- Maysville Location within Alabama Maysville Location within the United States
- Coordinates: 34°46′11″N 86°25′49″W﻿ / ﻿34.76972°N 86.43028°W
- Country: United States
- State: Alabama
- County: Madison
- Elevation: 692 ft (211 m)
- Time zone: UTC-6 (Central (CST))
- • Summer (DST): UTC-5 (CDT)
- Area code: 256
- GNIS feature ID: 152256

= Maysville, Alabama =

Maysville, also known as Mayville, is an unincorporated community within the city of Huntsville, AL in eastern Madison County, Alabama, United States.
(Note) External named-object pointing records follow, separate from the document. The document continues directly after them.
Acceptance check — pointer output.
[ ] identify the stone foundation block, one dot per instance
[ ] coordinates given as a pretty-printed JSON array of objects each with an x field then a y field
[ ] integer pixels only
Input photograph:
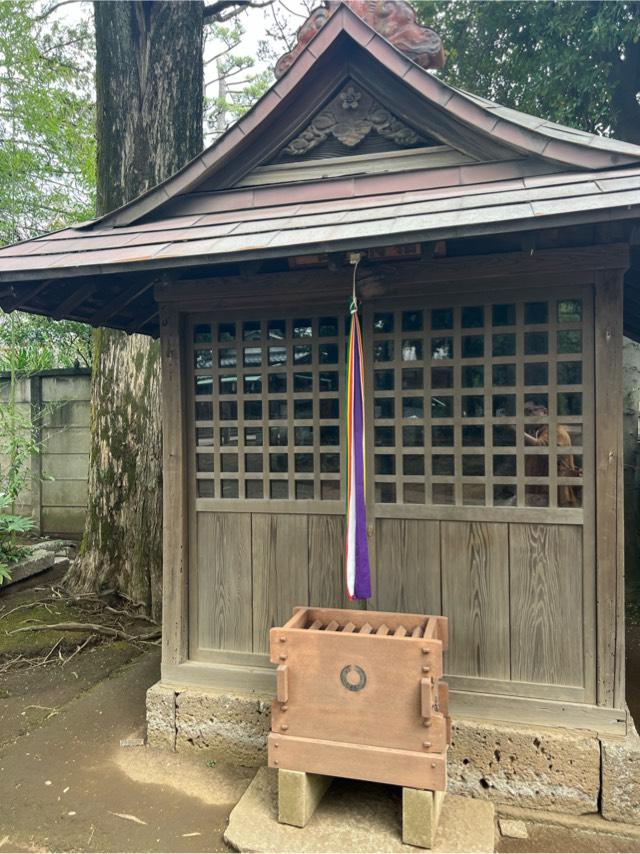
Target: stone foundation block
[
  {"x": 420, "y": 815},
  {"x": 531, "y": 767},
  {"x": 621, "y": 778},
  {"x": 161, "y": 717},
  {"x": 226, "y": 726}
]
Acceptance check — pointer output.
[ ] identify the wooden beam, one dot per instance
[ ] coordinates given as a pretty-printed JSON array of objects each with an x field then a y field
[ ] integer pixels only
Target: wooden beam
[
  {"x": 174, "y": 495},
  {"x": 138, "y": 325},
  {"x": 609, "y": 488},
  {"x": 120, "y": 302},
  {"x": 79, "y": 294},
  {"x": 23, "y": 298},
  {"x": 373, "y": 277}
]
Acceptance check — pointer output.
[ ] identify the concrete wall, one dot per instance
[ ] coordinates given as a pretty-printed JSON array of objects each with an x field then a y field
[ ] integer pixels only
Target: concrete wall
[{"x": 57, "y": 494}]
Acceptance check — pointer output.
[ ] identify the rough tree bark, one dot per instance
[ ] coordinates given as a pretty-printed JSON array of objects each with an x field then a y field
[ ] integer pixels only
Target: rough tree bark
[{"x": 149, "y": 84}]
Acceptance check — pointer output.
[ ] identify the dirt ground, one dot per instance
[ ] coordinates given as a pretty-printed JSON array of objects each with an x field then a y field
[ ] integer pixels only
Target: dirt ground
[
  {"x": 67, "y": 783},
  {"x": 74, "y": 773}
]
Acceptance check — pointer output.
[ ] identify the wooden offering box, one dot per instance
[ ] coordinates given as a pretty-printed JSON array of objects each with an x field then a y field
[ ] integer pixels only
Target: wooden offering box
[{"x": 359, "y": 694}]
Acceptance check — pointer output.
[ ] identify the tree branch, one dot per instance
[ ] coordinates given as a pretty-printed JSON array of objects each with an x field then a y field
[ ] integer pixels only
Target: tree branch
[{"x": 216, "y": 10}]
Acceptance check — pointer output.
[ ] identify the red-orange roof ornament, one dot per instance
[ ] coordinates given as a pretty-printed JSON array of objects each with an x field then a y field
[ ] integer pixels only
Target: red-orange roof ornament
[{"x": 394, "y": 19}]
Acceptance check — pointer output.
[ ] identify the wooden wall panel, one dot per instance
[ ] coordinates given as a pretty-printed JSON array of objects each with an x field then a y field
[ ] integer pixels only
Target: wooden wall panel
[
  {"x": 326, "y": 562},
  {"x": 280, "y": 559},
  {"x": 475, "y": 597},
  {"x": 408, "y": 566},
  {"x": 546, "y": 604},
  {"x": 224, "y": 581}
]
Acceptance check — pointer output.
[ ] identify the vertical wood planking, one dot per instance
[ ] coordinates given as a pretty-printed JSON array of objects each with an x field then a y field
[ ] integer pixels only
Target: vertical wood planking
[
  {"x": 175, "y": 565},
  {"x": 408, "y": 566},
  {"x": 475, "y": 598},
  {"x": 280, "y": 559},
  {"x": 609, "y": 487},
  {"x": 327, "y": 587},
  {"x": 546, "y": 604},
  {"x": 224, "y": 581},
  {"x": 36, "y": 458}
]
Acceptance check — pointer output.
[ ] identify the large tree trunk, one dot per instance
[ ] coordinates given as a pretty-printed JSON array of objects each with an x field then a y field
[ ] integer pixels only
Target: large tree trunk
[{"x": 149, "y": 76}]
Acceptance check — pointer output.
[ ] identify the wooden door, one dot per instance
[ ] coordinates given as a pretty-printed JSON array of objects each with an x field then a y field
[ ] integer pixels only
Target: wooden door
[{"x": 472, "y": 513}]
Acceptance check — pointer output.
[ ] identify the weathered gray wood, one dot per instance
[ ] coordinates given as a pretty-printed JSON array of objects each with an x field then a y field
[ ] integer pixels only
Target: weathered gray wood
[
  {"x": 280, "y": 557},
  {"x": 408, "y": 566},
  {"x": 224, "y": 581},
  {"x": 174, "y": 516},
  {"x": 475, "y": 598},
  {"x": 546, "y": 567},
  {"x": 326, "y": 562},
  {"x": 36, "y": 457},
  {"x": 609, "y": 487},
  {"x": 432, "y": 270}
]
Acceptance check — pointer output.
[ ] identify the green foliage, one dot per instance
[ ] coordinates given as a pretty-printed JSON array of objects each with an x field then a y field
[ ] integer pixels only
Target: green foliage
[
  {"x": 47, "y": 159},
  {"x": 47, "y": 156},
  {"x": 39, "y": 343},
  {"x": 570, "y": 62}
]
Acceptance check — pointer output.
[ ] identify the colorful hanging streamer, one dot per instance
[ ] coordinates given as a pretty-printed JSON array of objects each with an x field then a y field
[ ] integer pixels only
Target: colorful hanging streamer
[{"x": 358, "y": 572}]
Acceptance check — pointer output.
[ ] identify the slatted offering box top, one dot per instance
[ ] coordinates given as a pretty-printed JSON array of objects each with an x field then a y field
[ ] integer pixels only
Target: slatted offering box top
[{"x": 359, "y": 695}]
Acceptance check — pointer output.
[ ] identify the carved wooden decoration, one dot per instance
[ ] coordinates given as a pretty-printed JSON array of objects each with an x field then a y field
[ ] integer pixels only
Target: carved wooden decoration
[
  {"x": 393, "y": 19},
  {"x": 349, "y": 117}
]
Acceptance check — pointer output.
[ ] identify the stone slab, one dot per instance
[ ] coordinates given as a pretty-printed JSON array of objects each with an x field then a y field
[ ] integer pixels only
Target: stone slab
[
  {"x": 352, "y": 817},
  {"x": 512, "y": 828},
  {"x": 161, "y": 717},
  {"x": 527, "y": 766},
  {"x": 299, "y": 794},
  {"x": 228, "y": 727},
  {"x": 621, "y": 778},
  {"x": 421, "y": 812}
]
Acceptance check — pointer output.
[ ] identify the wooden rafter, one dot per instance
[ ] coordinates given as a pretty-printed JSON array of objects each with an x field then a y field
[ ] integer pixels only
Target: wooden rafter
[{"x": 75, "y": 298}]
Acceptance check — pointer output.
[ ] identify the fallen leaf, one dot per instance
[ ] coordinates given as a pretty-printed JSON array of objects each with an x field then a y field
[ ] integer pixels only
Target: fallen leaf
[{"x": 128, "y": 817}]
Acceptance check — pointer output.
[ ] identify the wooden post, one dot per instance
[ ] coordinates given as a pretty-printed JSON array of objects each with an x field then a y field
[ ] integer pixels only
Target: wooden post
[
  {"x": 175, "y": 508},
  {"x": 609, "y": 488},
  {"x": 299, "y": 794},
  {"x": 420, "y": 815},
  {"x": 36, "y": 457}
]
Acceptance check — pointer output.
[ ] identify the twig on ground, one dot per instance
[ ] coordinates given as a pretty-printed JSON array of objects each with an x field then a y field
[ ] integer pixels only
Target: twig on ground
[
  {"x": 8, "y": 664},
  {"x": 78, "y": 649},
  {"x": 51, "y": 709},
  {"x": 20, "y": 608},
  {"x": 89, "y": 627}
]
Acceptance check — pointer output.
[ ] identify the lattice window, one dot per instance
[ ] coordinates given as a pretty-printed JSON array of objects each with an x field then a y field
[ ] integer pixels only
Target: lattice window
[
  {"x": 268, "y": 405},
  {"x": 480, "y": 404}
]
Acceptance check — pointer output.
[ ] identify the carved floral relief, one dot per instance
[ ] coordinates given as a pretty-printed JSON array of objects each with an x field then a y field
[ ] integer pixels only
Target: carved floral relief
[{"x": 349, "y": 117}]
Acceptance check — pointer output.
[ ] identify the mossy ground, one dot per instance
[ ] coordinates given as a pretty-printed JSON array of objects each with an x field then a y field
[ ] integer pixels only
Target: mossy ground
[{"x": 34, "y": 643}]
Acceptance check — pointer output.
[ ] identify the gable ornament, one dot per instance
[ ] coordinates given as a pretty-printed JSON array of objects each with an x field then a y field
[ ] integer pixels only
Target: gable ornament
[
  {"x": 396, "y": 20},
  {"x": 350, "y": 117}
]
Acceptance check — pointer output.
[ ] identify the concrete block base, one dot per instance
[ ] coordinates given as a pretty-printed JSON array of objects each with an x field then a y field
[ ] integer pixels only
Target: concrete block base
[
  {"x": 352, "y": 817},
  {"x": 420, "y": 815},
  {"x": 298, "y": 795},
  {"x": 621, "y": 778},
  {"x": 572, "y": 772}
]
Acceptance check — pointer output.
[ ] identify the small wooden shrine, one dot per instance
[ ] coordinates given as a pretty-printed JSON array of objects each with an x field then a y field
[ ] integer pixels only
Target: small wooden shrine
[{"x": 499, "y": 269}]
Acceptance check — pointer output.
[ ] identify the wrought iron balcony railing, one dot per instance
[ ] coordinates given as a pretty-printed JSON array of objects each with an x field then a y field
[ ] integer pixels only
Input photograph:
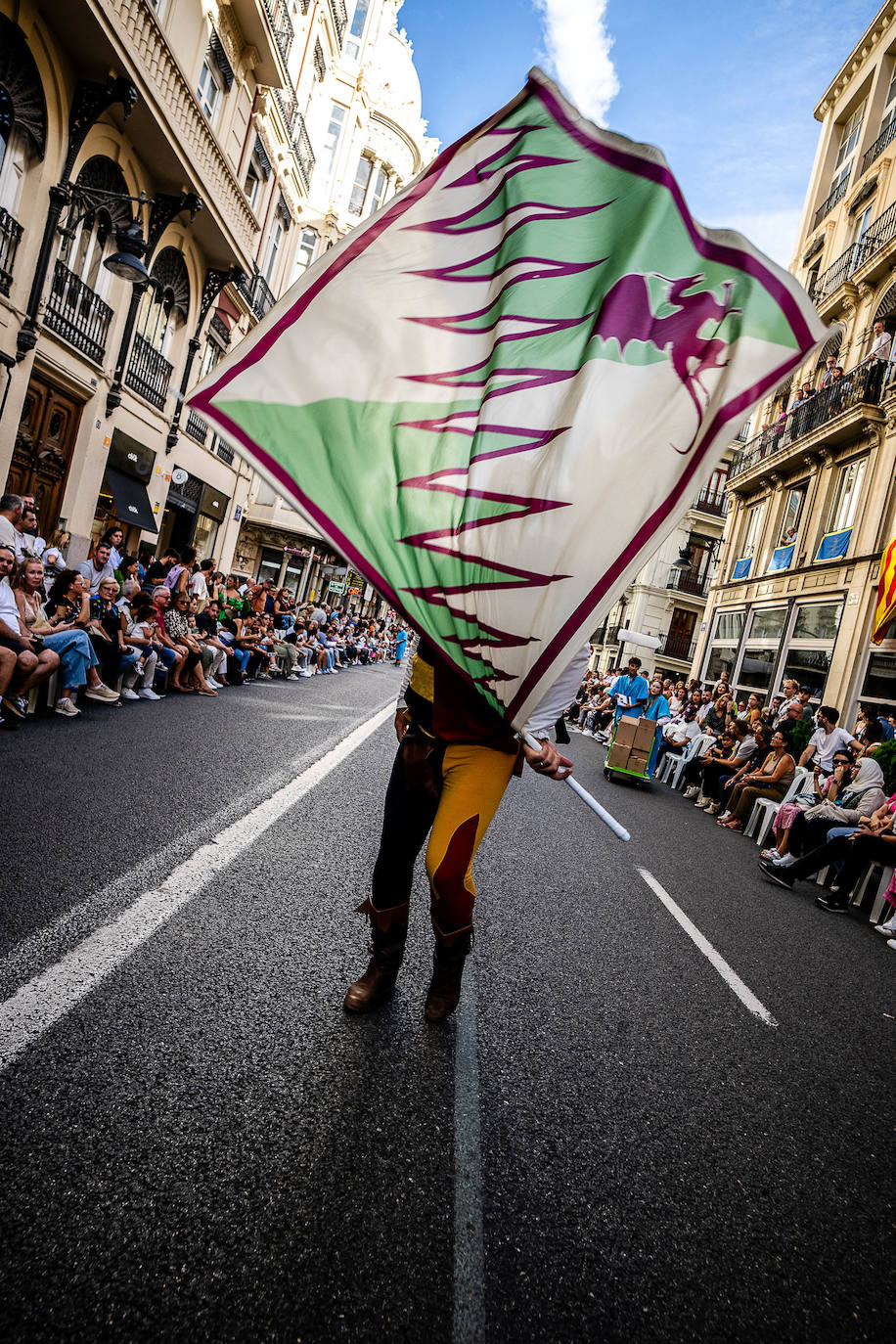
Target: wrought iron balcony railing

Maysville borders Ryland to the West, and is close to the Town of Gurley to the East

==Demographics==
Maysville appeared on the 1890 U.S. Census with a population of 218. This was the only time it appeared on the census rolls.

Historical population
| Census | Pop. | Note | %± |
| 1890 | 218 |  | — |
U.S. Decennial Census

==History==
Maysville was probably named for the May family, who were early settlers of the area. The area was once cotton and corn fields, but with the high-tech boom created by NASA Marshall Space Flight Center, and the Missile Defense Agency, the area has transformed into a grouping of subdivisions such as Cooper Estates and Maysville Estates. A post office operated under the name Maysville from 1850 to 1955.